Various behaviors of doctest
Steven D'Aprano
steve+comp.lang.python at pearwood.info
Sun Feb 27 18:55:47 EST 2011
On Sun, 27 Feb 2011 08:55:10 -0800, Gnarlodious wrote:
> Using the doctest module, I get three different outputs:
>
> 1) From the Terminal shell, I see a full report:
> python ~/Sites/Sectrum/Filter.py -v
Can we assume that Filter.py, whatever that is, runs doctest.testmod()?
> 2) From the Terminal interactive session, I see an abbreviated report of
> only the failures:
> from doctest import testmod; testmod(Filter)

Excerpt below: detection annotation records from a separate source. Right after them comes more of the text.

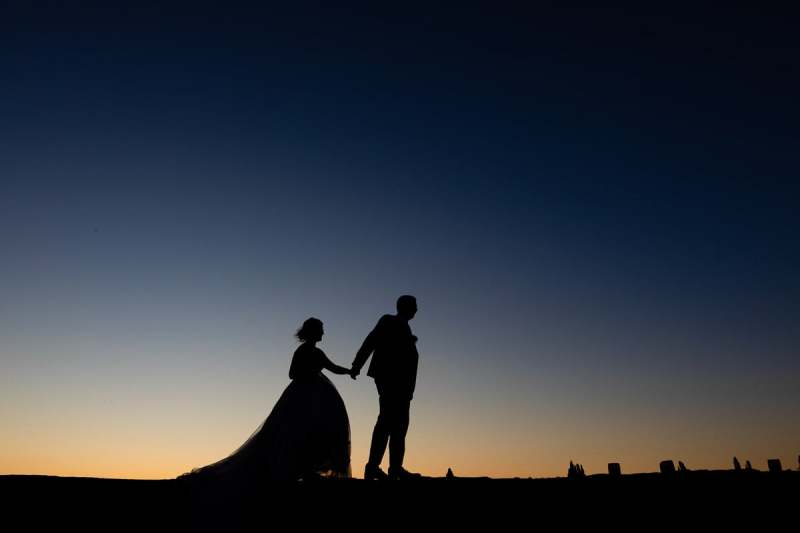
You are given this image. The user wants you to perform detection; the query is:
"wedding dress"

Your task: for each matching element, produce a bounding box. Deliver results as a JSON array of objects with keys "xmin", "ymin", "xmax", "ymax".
[{"xmin": 180, "ymin": 344, "xmax": 351, "ymax": 482}]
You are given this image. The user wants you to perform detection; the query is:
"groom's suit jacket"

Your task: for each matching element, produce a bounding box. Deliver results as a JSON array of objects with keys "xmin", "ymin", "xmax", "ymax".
[{"xmin": 353, "ymin": 315, "xmax": 419, "ymax": 397}]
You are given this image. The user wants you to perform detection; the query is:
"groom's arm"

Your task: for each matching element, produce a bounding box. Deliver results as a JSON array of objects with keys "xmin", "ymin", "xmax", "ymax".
[{"xmin": 352, "ymin": 316, "xmax": 386, "ymax": 374}]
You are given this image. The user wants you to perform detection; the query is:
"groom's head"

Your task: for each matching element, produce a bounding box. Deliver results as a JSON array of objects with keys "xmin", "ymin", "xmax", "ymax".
[{"xmin": 397, "ymin": 294, "xmax": 417, "ymax": 320}]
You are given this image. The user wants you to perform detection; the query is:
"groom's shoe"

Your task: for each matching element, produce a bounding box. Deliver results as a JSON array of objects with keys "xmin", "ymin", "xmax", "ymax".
[
  {"xmin": 389, "ymin": 466, "xmax": 422, "ymax": 479},
  {"xmin": 364, "ymin": 465, "xmax": 389, "ymax": 479}
]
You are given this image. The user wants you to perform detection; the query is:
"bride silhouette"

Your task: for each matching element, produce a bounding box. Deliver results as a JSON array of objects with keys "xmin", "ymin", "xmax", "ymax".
[{"xmin": 186, "ymin": 318, "xmax": 351, "ymax": 482}]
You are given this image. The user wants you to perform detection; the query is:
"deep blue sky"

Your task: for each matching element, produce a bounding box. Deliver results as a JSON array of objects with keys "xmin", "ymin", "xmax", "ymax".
[{"xmin": 0, "ymin": 1, "xmax": 800, "ymax": 477}]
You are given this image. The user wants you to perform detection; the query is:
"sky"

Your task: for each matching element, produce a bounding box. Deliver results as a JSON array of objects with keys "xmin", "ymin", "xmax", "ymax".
[{"xmin": 0, "ymin": 0, "xmax": 800, "ymax": 478}]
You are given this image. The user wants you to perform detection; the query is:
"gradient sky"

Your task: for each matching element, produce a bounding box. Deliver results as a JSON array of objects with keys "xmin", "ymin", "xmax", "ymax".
[{"xmin": 0, "ymin": 0, "xmax": 800, "ymax": 478}]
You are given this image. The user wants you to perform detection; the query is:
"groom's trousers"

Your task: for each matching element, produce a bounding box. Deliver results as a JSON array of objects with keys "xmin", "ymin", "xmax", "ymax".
[{"xmin": 369, "ymin": 381, "xmax": 411, "ymax": 470}]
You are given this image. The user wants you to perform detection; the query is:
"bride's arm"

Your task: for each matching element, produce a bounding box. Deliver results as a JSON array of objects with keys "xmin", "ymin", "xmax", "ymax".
[{"xmin": 323, "ymin": 355, "xmax": 350, "ymax": 374}]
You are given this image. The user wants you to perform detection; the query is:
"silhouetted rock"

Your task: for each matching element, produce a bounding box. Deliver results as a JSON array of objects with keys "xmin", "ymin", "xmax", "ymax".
[{"xmin": 567, "ymin": 461, "xmax": 586, "ymax": 479}]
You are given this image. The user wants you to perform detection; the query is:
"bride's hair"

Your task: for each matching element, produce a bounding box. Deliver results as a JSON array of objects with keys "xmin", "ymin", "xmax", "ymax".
[{"xmin": 294, "ymin": 317, "xmax": 322, "ymax": 342}]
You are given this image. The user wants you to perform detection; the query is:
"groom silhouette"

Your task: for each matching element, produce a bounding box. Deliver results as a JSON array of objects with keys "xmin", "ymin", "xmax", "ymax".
[{"xmin": 350, "ymin": 294, "xmax": 420, "ymax": 479}]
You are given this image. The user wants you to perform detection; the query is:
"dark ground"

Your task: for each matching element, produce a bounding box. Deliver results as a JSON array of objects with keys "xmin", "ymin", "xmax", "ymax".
[{"xmin": 0, "ymin": 471, "xmax": 800, "ymax": 531}]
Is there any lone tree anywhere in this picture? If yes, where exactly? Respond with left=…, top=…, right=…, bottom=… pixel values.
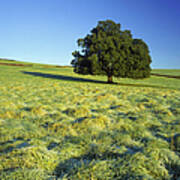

That's because you haven't specified the verbose option, either by
injecting -v into sys.argv, or by verbose=True as an argument to testmod.
> 3) From a browser CGI, I see a named tuple: from doctest import testmod;
> doctest.testmod()
>
> This returns output like:
>
> TestResults(failed=1, attempted=5)
>
> The browser is invoking the exact same code as the shell doctest, so why
> should it return a named tuple?
Because testmod *always* returns a named tuple. Read the Fine Manual at
the interactive interpreter with:
help(testmod)
> And how do I get it to return the full
> text so I can read it in the browser?
You don't. Consider a simplified version:
def testmod():
print "lots of stuff"
return (failures, total)
If you want to capture "lots of stuff", you have to either play nasty
tricks with replacing standard out with a StringIO instance, or similar,
or you have to look at the implementation of testmod() and re-implement
it yourself.
Oh, here's a thought, if you're running Python 3, you could monkey-patch
doctest:
# COMPLETELY UNTESTED!!!
from stringio import StringIO
from functools import partial
buffer = StringIO()
myprint = partial(print, file=buffer)
doctest.print = myprint
doctest.testmod()
Now somehow you have to pass buffer.as_string() to your CGI program, in
whatever way you would normally do so.